Isi Artikel |
Kapal survei China, Haiyang Dizhi Shihao 10, kembali bergerak di lintasan yang sama dengan yang dilewatinya satu bulan lalu di Zona Ekonomi Eksklusif Indonesia di Laut Natuna Utara.
Oleh PANDU WIYOGA
BATAM, KOMPAS — Kapal survei China, Haiyang Dizhi Shihao 10, masih leluasa beroperasi di Zona Ekonomi Eksklusif Indonesia di Laut Natuna Utara, Kepulauan Riau. Mulai Selasa (5/10/2021), kapal itu kembali bergerak di lintasan yang sama dengan yang dilewatinya satu bulan lalu.
Peneliti Indonesia Ocean Justice Initiative (IOJI), Imam Prakoso, mengatakan, lintasan Haiyang Dizhi 10 yang sama persis dengan sebelumnya itu menjadi indikasi kuat kapal tersebut tengah menggelar survei kelautan di Laut Natuna Utara. Sejak kembali memasuki perairan Indonesia pada 4 Oktober, Haiyang Dizhi 10 selalu dikawal oleh kapal penjaga pantai China, CCG 6305.
”Lintasan Haiyang Dizhi 10 yang sama persis dengan satu bulan sebelumnya itu menunjukkan mereka merekam semua kegiatannya. Itu salah satu bukti kuat Haiyang Dizhi 10 melakukan penelitian di Laut Natuna Utara,” kata Imam.
Sebelumnya, dari sinyal perangkat identifikasi otomatis (AIS), Haiyang Dizhi 10 terpantau beroperasi di Laut Natuna Utara setidaknya sejak 30 Agustus 2021. Adapun pada 2-27 September 2021, kapal itu terpantau bergerak dalam lintasan zig-zag yang sangat rapat di sekitar blok eksplorasi minyak dan gas D-Alpha.
Pada 29 September, Haiyang Dizhi 10 sempat keluar dari Laut Natuna Utara dan menuju ke pangkalan penjaga pantai China di gugusan karang Fiery Cross, Laut China Selatan. Imam menduga, kapal itu sandar di Fiery Cross untuk mengisi ulang perbekalan. Dilihat dari operasi sebelumnya, kapal itu membutuhkan perbekalan ulang setiap satu bulan.
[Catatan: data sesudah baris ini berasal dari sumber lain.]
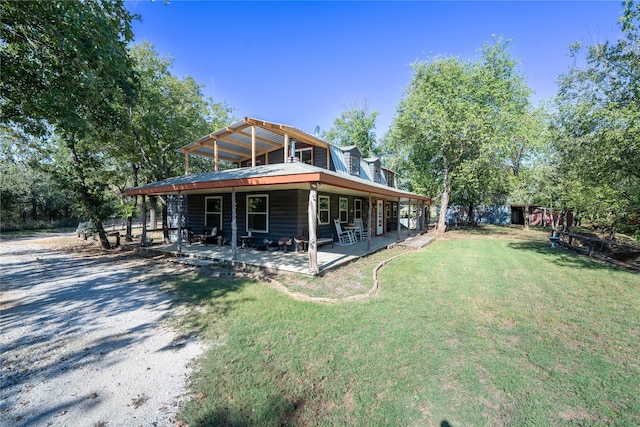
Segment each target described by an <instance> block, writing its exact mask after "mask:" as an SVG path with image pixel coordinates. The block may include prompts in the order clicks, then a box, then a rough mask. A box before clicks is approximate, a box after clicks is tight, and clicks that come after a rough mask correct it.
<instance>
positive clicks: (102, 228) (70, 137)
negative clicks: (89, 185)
mask: <svg viewBox="0 0 640 427" xmlns="http://www.w3.org/2000/svg"><path fill="white" fill-rule="evenodd" d="M66 145H67V148H68V149H69V152H70V153H71V160H72V161H73V169H74V172H75V174H76V178H77V180H78V184H79V185H78V188H77V192H78V193H79V194H80V199H81V200H82V203H83V205H84V207H85V209H86V210H87V211H88V213H89V217H90V219H91V221H92V222H93V224H94V226H95V227H96V230H97V232H98V237H99V238H100V244H101V245H102V247H103V248H104V249H111V244H110V243H109V240H108V239H107V233H105V231H104V227H103V226H102V218H98V215H96V214H95V212H96V208H97V205H99V203H100V201H99V200H95V199H93V198H92V196H91V194H90V193H89V189H88V188H87V180H86V177H85V175H84V172H85V171H84V168H83V165H82V162H81V161H80V158H79V157H78V153H77V152H76V141H75V135H73V134H71V135H69V136H67V139H66Z"/></svg>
Haiyang Dizhi 10 merupakan kapal survei yang dilengkapi berbagai peralatan untuk mengambil dan meneliti sampel makhluk hidup, sedimen, dan gambar dari bawah laut. Selain itu, Haiyang Dizhi 10 juga memiliki peralatan seismic wave detection untuk memetakan kontur dasar laut.
Potensi migas
Kapal serupa, Haiyang Dizhi 8, pernah membuat Pemerintah Malaysia geram karena menggelar survei eksplorasi di ZEE Malaysia selama satu bulan, April 2020. Sama dengan kejadian di Laut Natuna Utara, kapal itu juga melakukan riset di perairan Malaysia yang kaya minyak dan gas.
Lapangan gas D-Alpha di Laut Natuna Utara disebut-sebut menyimpan cadangan gas terbesar di Indonesia. Namun, sejak ditemukan pada 1973, hingga saat ini lapangan gas D-Alpha belum berhasil dieksploitasi karena membutuhkan biaya tinggi. Itu karena kandungan gas karbon dioksidanya mencapai 72 persen.
Menurut Direktur Indonesian Resources Studies Marwan Batubara, cadangan gas kotor di Blok East Natuna mencapai 222 triliun kaki kubik (TCF). Adapun cadangan gas bersih, setelah dipisahkan dari karbon dioksida, diperkirakan lebih kurang 46 TCF.
Marwan menilai, klaim China di Laut Natuna Utara seharusnya mendorong Pemerintah Indonesia untuk menggalakkan kegiatan eksploitasi migas di lapangan gas D-Alpha. Untuk mengakomodasi biaya pemisahan gas karbon dioksida yang cukup tinggi, pemerintah bisa memberikan keringanan insentif fiskal kepada perusahaan migas dan menurunkan persentase bagi hasil untuk pemerintah.
Klaim sembilan garis putus-putus China mencakup lapangan gas D-Alpha. Klaim China itu juga mencaplok lebih kurang 83.000 kilometer persegi atau 30 persen luas perairan Indonesia di Natuna.
Konvensi PBB tentang Hukum Laut (UNCLOS) 1982 mengatur dengan jelas bahwa penelitian kelautan dan survei hidrografi di ZEE oleh negara asing harus dilakukan atas izin negara pantai. Hal serupa diatur dalam Pasal 7 Undang-Undang Nomor 5 Tahun 1983 tentang ZEE Indonesia.
Menanggapi hal itu, anggota Komisi I DPR dari Fraksi Partai Golkar, Dave Laksono, mengatakan, operasi Haiyang Dizhi 10 selama lebih dari satu bulan di Laut Natuna Utara itu perlu dipertanyakan. Ia meminta pemerintah, dalam hal ini Badan Keamanan Laut dan Kementerian Luar Negeri, tegas menyikapi hal tersebut.
”Kalau (China) menggelar riset di Indonesia, seharusnya mereka bekerja sama dengan BRIN (Badan Riset dan Inovasi Nasional). Kalau mereka tidak terbuka, itu harus dicurigai dan pemerintah harus tegas minta mereka keluar dari wilayah Indonesia,” kata Dave.